Five years ago: A bomb exploded within a central Bangkok shrine that was among the city’s most popular tourist spots, killing at least 20 people and injuring more than 100. The National Labor Relations Board dismissed a historic ruling that Northwestern University football players were school employees entitled to form the nation’s first union of college athletes. Actor-dancer Yvonne Craig, 78, who played the sexy, crime-fighting Batgirl in the 1960s TV hit “Batman,” died in Los Angeles.
One year ago: A suicide bomber struck a wedding party in the Afghan capital, killing more than 60 people and wounding more than 180 others. Thousands of strangers gathered for the funeral of a woman who was among 22 people killed by a gunman at a Walmart in El Paso, Texas; they gathered after hearing that the woman’s longtime companion had few family members left.
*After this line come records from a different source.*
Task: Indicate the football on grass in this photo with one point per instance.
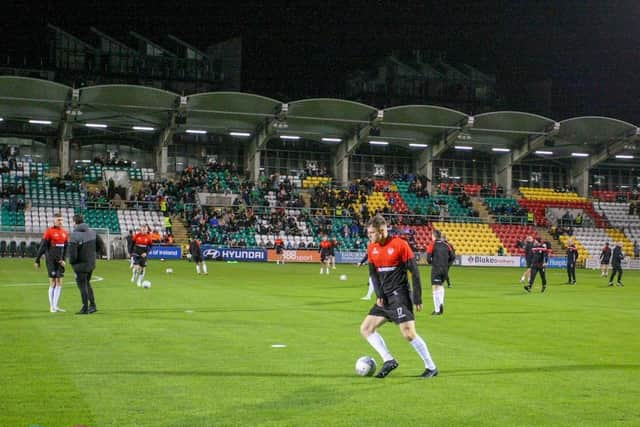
(365, 366)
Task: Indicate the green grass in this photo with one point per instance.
(196, 351)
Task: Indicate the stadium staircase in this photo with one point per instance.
(180, 232)
(306, 197)
(482, 210)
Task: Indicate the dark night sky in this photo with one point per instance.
(590, 49)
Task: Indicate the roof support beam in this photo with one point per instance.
(581, 166)
(449, 137)
(65, 132)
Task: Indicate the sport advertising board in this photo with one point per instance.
(165, 252)
(296, 255)
(490, 261)
(234, 254)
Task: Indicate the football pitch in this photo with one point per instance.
(275, 345)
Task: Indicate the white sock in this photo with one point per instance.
(56, 295)
(370, 291)
(376, 341)
(51, 292)
(421, 347)
(440, 296)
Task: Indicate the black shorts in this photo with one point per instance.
(397, 308)
(55, 270)
(139, 260)
(439, 275)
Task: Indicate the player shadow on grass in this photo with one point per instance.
(222, 374)
(536, 369)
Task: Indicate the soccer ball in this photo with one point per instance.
(365, 366)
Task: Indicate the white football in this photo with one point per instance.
(365, 366)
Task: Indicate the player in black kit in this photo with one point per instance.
(440, 255)
(616, 262)
(572, 258)
(538, 264)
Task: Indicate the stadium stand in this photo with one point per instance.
(470, 239)
(512, 236)
(537, 200)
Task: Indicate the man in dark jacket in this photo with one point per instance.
(572, 259)
(440, 255)
(616, 262)
(538, 264)
(83, 245)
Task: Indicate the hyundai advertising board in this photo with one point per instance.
(234, 254)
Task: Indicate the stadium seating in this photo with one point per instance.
(533, 193)
(593, 239)
(610, 196)
(617, 214)
(470, 239)
(11, 220)
(376, 201)
(537, 200)
(134, 219)
(316, 181)
(509, 235)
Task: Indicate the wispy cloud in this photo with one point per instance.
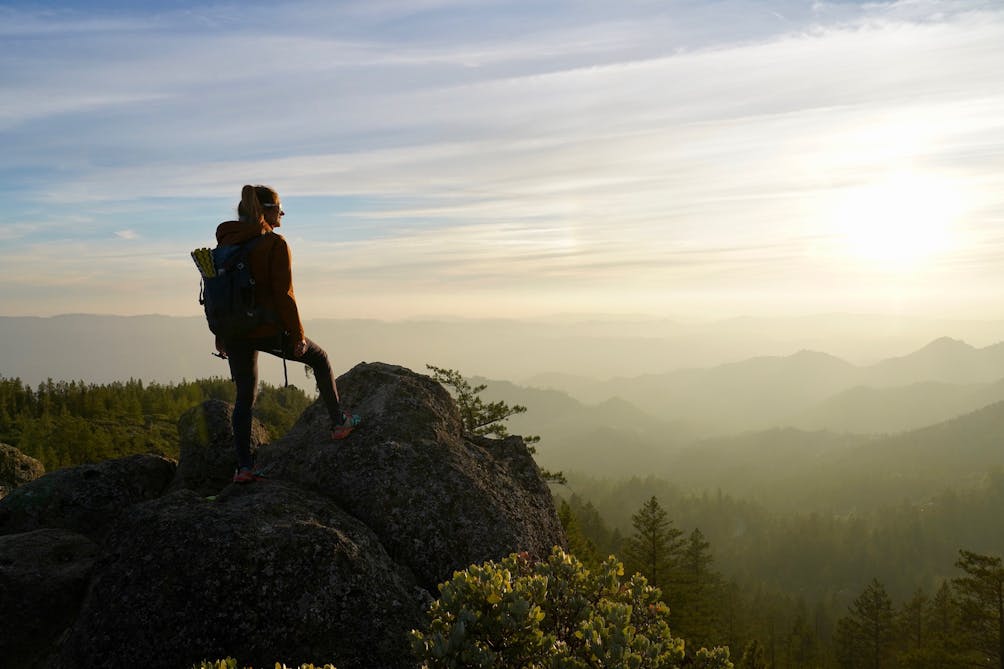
(495, 145)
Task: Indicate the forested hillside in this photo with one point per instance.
(810, 590)
(69, 423)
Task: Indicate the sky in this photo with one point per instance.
(511, 159)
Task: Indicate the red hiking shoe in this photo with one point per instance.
(348, 423)
(245, 475)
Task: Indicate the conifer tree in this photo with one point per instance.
(696, 600)
(578, 543)
(864, 636)
(981, 605)
(654, 549)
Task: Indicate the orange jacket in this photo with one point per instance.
(271, 267)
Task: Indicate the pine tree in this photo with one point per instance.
(654, 549)
(864, 636)
(696, 601)
(578, 543)
(981, 602)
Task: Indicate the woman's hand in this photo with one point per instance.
(221, 350)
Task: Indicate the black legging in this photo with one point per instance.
(243, 358)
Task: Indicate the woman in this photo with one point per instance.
(259, 213)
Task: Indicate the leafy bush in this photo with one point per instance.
(554, 614)
(231, 663)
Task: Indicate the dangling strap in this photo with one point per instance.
(282, 348)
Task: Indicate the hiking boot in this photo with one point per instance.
(245, 475)
(348, 423)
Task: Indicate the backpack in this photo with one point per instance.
(228, 289)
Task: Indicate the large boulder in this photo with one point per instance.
(332, 559)
(438, 500)
(207, 458)
(265, 573)
(43, 577)
(16, 469)
(87, 498)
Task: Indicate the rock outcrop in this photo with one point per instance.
(438, 500)
(85, 499)
(43, 577)
(16, 469)
(206, 449)
(332, 559)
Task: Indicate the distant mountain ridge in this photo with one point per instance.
(807, 389)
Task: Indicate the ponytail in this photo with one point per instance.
(252, 197)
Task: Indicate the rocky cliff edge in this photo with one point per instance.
(144, 562)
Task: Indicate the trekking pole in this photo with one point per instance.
(282, 348)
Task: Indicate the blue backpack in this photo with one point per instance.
(228, 289)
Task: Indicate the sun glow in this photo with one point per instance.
(899, 223)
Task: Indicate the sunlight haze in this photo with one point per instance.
(686, 160)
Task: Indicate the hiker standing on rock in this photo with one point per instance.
(281, 335)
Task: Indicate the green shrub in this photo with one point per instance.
(553, 614)
(231, 663)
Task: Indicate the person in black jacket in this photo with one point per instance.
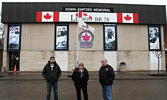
(80, 77)
(106, 77)
(52, 73)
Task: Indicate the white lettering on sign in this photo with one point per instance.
(96, 17)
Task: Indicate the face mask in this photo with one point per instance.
(52, 62)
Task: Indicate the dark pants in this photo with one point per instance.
(55, 88)
(84, 90)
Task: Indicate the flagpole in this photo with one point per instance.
(77, 58)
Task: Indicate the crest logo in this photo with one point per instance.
(86, 38)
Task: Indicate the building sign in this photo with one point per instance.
(95, 17)
(154, 37)
(61, 37)
(86, 9)
(86, 38)
(110, 37)
(14, 36)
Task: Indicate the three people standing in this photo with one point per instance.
(80, 76)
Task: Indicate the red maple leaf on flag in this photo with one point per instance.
(86, 37)
(47, 16)
(127, 17)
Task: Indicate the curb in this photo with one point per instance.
(93, 79)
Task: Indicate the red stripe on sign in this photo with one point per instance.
(135, 18)
(80, 13)
(39, 17)
(119, 18)
(56, 17)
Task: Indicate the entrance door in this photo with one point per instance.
(14, 60)
(166, 59)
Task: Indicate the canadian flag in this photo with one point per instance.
(127, 18)
(47, 16)
(85, 26)
(81, 14)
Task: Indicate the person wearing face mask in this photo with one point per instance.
(52, 73)
(106, 77)
(80, 77)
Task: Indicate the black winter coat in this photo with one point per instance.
(51, 76)
(78, 81)
(106, 75)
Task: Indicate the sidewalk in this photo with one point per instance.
(142, 75)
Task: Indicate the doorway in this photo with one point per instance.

Today’s Birthdays: Former Chinese president Jiang Zemin (jahng zuh-MEEN’) is 94. Former MLB All-Star Boog Powell is 79. Actor Robert DeNiro is 77. Movie director Martha Coolidge is 74. Rock musician Gary Talley (The Box Tops) is 73. Actor-screenwriter-producer Julian Fellowes is 71. Actor Robert Joy is 69. International Tennis Hall of Famer Guillermo Vilas is 68. Rock singer Kevin Rowland (Dexy’s Midnight Runners) is 67. Rock musician Colin Moulding (XTC) is 65. Country singer-songwriter Kevin Welch is 65. Olympic gold medal figure skater Robin Cousins is 63. Singer Belinda Carlisle is 62. Author Jonathan Franzen is 61. Actor Sean Penn is 60. Jazz musician Everette Harp is 59. Rock musician Gilby Clarke is 58. Singer Maria McKee is 56. Rock musician Steve Gorman (The Black Crowes) is 55. Rock musician Jill Cunniff (kuh-NIHF’) is 54. Actor David Conrad is 53. Actor Helen McCrory is 52. Singer Donnie Wahlberg is 51. College Basketball Hall of Famer and retired NBA All-Star Christian Laettner is 51. Rapper Posdnuos (PAHS’-deh-noos) is 51. International Tennis Hall of Famer Jim Courier is 50. Retired MLB All-Star Jorge Posada is 49. TV personality Giuliana Rancic is 46. Actor Bryton James is 34. Actor Brady Corbet (kohr-BAY’) is 32. Actor Austin Butler is 29. Actor Taissa Farmiga is 26. Olympic bronze medal figure skater Gracie Gold is 25.